A Zero.
Randy Whitman is on Toyota's long long subpoena documents request list, in an honored place as one of the experts that the company has in its cross-hairs.
Randy can be credited as the statistician who discovered the 400% spike in Toyota UA complaints after the ETCS was adopted. This is the spike that Toyoda-san said under oath that he had not known about, per his Bookout deposition. Randy deserves some fame.
He wrote an incisive blog post some time ago and it deserves to be remembered and quoted.
He wrote:
"How many vehicles in NASA's exhaustive search for an electronic-based cause of unintended, high-speed acceleration actually had experienced an incident of unintended, high-speed acceleration?
An investigative article published in Corporate Counsel has disclosed the answer more than two years after the NASA report was made public.

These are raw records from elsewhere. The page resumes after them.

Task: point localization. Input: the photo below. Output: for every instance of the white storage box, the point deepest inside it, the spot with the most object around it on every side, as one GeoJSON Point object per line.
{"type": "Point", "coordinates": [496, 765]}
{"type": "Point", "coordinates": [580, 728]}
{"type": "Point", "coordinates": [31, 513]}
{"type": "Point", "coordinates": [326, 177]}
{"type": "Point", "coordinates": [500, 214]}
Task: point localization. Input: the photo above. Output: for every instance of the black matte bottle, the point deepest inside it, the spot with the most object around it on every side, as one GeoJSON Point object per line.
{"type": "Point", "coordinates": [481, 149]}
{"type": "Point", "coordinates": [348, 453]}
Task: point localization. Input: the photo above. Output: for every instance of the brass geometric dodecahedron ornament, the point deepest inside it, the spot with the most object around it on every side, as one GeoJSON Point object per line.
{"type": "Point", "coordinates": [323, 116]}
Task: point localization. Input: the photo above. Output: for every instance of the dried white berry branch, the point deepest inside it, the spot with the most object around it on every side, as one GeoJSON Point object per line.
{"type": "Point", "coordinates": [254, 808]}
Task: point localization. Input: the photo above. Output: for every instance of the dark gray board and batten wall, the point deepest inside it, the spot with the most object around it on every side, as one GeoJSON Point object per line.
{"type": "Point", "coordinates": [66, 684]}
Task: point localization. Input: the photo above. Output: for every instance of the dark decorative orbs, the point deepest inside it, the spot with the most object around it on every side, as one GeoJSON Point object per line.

Corporate Counsel's investigation revealed that NASA specialists specifically responsible for the inspection, analysis, simulation and testing of potentially suspect component parts in its investigation were never given access to components from any vehicle that had experienced unintended, high-speed acceleration. Not even one. The sample size was zero. In fact, the Corporate Counsel article states, "Some of the scientists on this team wouldn't sign NASA's final report."
[emphasis added]
So dear reader, which do you think is more true--the "narrative," or the facts of the spike and the sample size?